Peccato che dall’inizio l’estrema destra stessa si fosse riservata pubblicamente di staccare la spina all’occorrenza; cosa che poi ha fatto, sull’espediente del mancato adeguamento all’inflazione delle pensioni, dopo mesi di concessioni da parte del governo. Chi quelle cene tra macroniani e lepeniani le frequenta, come Édouard Philippe, sin dalle ore della nomina di Barnier si sta preparando allo scenario di presidenziali anticipate in primavera. «Fantapolitica», così Macron ha per l’ennesima volta liquidato l’ipotesi di dimissioni alla vigilia della sfiducia. Ma esattamente su questa ipotesi è tornata questo mercoledì Marine Le Pen, in veste di capogruppo dell’RN all’Assemblea nazionale: «Davvero Macron pensa di poter ignorare l’evidenza?».
La sfida per il Fronte
«Le Pen e Mélenchon sono i due estremi. Ma che cosa ci fate ancora con loro?». In aula Gabriel Attal – che è stato premier, che ora è capogruppo di Ensemble, e che allora come oggi fa l’alter ego dell’Eliseo – ha replicato la stessa strategia che il presidente ripete da mesi: ha ammiccato ai socialisti (tra i quali ha cominciato a far politica proprio come Macron) sperando ancora una volta di disancorare dal Fronte uno dei suoi principali componenti (divide et impera). Demonizzare Jean-Luc Mélenchon, il fondatore della France insoumise, è la strategia usata dai macroniani sin dalle legislative 2022: in questo le destre di ogni conio cantano all’unisono.

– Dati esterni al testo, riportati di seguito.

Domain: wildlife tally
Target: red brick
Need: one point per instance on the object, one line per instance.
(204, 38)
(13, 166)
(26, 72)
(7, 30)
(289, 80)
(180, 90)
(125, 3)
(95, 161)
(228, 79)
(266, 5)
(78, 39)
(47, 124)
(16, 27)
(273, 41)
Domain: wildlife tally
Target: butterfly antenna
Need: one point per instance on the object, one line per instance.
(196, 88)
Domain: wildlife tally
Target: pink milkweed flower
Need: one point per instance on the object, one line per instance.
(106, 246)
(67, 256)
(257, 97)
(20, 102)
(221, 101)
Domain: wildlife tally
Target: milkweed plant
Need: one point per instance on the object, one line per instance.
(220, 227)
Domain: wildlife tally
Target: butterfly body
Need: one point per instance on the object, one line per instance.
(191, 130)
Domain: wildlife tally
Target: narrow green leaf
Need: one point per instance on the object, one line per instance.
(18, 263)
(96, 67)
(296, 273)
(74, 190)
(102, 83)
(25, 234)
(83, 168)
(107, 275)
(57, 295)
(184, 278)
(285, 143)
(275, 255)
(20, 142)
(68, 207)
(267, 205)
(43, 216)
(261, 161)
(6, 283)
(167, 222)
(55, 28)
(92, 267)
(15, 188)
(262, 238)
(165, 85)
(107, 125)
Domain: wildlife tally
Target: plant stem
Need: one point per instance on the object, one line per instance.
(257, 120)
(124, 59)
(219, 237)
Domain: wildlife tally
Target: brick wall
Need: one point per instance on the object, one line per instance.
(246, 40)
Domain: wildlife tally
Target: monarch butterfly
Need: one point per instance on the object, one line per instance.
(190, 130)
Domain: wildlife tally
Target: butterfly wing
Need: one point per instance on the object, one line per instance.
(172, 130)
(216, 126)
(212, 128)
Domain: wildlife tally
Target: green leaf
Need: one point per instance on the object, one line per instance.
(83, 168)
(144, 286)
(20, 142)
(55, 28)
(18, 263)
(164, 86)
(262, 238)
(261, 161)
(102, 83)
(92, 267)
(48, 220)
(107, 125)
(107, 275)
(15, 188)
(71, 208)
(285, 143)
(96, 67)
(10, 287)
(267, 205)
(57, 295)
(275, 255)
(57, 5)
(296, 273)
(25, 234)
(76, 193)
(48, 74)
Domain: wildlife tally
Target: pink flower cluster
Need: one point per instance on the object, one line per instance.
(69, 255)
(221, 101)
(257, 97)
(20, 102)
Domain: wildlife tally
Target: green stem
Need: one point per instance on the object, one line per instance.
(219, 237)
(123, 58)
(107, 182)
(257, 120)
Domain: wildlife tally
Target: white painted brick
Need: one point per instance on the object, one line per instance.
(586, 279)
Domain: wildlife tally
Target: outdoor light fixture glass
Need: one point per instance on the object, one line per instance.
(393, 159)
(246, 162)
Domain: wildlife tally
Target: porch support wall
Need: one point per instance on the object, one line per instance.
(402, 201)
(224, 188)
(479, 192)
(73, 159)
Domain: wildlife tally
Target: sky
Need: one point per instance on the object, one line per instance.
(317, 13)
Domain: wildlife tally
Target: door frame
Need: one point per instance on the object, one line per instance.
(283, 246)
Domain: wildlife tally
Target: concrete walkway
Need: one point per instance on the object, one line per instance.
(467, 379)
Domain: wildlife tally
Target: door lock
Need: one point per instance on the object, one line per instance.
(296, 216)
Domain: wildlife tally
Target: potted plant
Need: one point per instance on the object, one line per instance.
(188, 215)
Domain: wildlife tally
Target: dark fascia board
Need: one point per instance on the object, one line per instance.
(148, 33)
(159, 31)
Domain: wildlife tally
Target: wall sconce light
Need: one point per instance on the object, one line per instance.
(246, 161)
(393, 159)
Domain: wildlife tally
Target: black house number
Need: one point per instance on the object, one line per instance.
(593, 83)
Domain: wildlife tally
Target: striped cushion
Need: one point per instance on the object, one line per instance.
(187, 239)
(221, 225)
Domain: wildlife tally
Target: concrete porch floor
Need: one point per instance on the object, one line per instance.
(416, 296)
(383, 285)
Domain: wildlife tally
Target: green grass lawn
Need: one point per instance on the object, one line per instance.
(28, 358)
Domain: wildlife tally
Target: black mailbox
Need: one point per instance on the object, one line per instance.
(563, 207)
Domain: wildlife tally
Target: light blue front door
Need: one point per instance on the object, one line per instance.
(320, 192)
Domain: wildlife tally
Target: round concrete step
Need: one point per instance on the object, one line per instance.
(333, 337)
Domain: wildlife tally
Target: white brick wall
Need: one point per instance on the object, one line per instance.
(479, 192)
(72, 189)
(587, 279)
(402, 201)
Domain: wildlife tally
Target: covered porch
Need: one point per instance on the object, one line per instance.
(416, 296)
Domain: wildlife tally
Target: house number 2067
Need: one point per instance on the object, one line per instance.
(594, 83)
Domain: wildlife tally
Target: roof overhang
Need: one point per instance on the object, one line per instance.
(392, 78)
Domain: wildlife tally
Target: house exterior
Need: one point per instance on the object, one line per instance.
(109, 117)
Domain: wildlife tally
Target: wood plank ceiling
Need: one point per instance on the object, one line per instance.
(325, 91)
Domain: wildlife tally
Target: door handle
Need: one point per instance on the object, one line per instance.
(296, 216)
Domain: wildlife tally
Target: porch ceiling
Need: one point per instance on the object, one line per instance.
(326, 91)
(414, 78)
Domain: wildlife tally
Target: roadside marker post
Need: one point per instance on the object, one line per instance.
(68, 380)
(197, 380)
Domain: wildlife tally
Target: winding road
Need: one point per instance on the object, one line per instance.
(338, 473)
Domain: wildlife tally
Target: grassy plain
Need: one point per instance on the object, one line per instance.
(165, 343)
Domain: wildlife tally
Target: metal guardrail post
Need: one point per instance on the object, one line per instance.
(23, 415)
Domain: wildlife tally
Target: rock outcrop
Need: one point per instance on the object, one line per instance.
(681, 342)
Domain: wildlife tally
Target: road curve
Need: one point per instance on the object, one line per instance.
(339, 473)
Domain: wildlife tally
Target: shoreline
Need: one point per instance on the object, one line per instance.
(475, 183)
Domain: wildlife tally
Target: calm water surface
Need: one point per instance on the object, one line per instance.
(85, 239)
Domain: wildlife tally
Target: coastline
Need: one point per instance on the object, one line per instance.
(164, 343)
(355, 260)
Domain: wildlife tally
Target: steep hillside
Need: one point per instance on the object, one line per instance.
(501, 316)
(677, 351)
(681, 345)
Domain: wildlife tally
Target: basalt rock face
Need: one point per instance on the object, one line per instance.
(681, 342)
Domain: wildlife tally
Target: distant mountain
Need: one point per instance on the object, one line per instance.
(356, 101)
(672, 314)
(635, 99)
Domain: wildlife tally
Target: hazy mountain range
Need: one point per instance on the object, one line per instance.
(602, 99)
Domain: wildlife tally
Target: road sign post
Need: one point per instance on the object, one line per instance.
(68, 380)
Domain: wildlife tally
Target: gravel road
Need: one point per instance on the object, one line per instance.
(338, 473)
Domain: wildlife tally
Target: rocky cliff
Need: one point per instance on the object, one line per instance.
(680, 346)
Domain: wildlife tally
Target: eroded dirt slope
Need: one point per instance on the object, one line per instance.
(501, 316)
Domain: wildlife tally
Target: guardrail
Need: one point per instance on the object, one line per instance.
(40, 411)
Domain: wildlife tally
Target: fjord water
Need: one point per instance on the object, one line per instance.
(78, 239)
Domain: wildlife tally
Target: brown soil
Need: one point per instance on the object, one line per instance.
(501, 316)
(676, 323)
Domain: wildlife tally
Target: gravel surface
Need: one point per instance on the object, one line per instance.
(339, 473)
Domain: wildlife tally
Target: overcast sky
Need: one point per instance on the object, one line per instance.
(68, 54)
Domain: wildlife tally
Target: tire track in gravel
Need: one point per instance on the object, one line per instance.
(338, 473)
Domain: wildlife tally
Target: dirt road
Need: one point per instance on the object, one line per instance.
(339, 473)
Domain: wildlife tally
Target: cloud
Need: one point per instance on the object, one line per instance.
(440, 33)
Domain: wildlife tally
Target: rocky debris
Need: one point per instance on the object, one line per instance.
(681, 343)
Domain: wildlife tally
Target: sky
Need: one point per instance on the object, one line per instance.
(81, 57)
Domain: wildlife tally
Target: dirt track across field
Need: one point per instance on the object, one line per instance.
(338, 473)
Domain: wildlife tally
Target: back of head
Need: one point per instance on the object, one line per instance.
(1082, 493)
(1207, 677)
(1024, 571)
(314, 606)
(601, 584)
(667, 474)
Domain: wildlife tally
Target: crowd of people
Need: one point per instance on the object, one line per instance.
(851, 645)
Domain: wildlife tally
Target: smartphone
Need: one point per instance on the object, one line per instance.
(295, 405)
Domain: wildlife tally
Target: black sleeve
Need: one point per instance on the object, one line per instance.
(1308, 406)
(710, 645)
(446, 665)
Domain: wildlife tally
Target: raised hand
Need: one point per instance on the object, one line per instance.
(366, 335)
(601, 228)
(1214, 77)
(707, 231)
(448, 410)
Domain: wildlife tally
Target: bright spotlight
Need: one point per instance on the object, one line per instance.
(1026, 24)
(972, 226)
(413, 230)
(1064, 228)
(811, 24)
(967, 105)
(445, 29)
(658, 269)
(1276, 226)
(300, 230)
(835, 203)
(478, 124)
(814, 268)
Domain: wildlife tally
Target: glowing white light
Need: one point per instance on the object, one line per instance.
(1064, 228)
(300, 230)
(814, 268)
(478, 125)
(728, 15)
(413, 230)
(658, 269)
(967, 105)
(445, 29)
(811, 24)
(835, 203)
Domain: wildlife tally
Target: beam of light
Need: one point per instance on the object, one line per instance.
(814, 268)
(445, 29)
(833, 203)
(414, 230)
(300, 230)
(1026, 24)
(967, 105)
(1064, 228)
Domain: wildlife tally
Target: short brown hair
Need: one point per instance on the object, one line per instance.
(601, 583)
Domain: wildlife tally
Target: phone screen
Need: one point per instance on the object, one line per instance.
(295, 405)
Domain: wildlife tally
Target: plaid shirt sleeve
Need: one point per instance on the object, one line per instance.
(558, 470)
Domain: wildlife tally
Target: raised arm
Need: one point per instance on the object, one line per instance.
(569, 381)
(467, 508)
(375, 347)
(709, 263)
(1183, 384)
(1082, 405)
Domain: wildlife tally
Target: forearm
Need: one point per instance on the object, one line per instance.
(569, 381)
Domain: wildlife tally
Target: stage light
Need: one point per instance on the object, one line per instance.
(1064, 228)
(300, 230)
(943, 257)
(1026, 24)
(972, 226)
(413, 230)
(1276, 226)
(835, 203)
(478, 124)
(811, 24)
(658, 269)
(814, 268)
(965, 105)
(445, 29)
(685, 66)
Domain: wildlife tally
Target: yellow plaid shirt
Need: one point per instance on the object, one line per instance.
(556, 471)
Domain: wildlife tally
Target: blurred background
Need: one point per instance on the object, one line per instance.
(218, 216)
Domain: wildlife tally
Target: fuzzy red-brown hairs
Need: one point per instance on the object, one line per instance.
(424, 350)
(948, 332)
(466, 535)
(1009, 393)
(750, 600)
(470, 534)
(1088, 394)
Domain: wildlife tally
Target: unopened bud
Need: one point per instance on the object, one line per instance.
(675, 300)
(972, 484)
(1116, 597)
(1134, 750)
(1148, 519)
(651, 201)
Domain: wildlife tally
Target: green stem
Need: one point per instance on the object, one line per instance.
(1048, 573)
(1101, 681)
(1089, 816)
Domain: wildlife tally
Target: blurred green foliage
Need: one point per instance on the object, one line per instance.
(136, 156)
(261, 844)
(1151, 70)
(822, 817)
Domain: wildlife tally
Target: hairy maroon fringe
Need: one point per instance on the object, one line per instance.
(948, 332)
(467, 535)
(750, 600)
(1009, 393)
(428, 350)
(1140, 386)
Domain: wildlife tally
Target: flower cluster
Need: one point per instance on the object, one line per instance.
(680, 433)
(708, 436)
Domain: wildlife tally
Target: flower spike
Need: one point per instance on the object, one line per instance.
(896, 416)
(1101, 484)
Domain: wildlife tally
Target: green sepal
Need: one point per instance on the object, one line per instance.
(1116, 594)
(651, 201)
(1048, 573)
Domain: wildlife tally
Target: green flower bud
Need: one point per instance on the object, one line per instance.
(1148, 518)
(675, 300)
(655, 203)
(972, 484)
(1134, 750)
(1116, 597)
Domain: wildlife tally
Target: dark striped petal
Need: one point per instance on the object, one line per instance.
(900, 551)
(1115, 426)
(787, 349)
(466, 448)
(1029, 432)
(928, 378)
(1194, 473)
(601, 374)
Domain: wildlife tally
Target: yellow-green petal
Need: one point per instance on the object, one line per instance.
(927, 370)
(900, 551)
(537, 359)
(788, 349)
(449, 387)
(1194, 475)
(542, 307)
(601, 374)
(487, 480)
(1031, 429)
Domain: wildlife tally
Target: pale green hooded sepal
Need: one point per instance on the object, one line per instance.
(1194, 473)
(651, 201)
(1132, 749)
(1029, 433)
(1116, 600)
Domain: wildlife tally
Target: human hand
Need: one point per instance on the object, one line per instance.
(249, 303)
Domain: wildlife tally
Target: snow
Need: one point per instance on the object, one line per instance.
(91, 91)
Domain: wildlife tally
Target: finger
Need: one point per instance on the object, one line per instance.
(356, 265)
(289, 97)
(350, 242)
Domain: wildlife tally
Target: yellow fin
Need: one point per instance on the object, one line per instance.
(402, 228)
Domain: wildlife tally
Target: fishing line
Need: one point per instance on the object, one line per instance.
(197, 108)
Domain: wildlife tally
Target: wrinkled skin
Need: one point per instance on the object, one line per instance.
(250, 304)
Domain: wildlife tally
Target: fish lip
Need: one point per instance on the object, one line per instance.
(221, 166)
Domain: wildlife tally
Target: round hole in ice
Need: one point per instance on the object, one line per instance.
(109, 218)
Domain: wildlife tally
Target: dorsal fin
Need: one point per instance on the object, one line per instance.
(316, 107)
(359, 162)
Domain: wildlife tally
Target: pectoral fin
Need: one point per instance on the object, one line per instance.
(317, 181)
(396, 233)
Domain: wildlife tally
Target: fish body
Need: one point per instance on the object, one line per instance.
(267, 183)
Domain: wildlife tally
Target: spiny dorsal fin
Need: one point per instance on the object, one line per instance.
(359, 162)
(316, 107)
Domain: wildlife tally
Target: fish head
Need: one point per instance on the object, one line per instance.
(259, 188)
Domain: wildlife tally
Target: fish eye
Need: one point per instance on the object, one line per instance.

Finora il Fronte è sopravvissuto ai tentativi di distruggerne il potenziale di alternanza, ma la fine del governo Barnier è l’inizio di una sfida per la sinistra: resterà compatta? Le recenti dichiarazioni di Olivier Faure, il segretario socialista, distanziano più che unire: con la France insoumise «c’è disaccordo netto su quel che vogliamo fare». La divergenza sta nel fatto che i melenchoniani puntano a buttar giù Macron, mentre – specialmente nelle ultime ore – dai socialisti arrivano aperture «al dialogo». Boris Vallaud, il capogruppo socialista, invoca la «parlamentarizzazione», cioè trovare un accordo d’aula coi macroniani piuttosto che puntare a buttar giù il presidente. Potrebbe rivelarsi una trappola – c’è il rischio di logorarsi assieme ai macroniani in crisi di consenso – sempre che la non sinistra si accontenti di una fermata al governo mentre Le Pen si dirige all’Eliseo.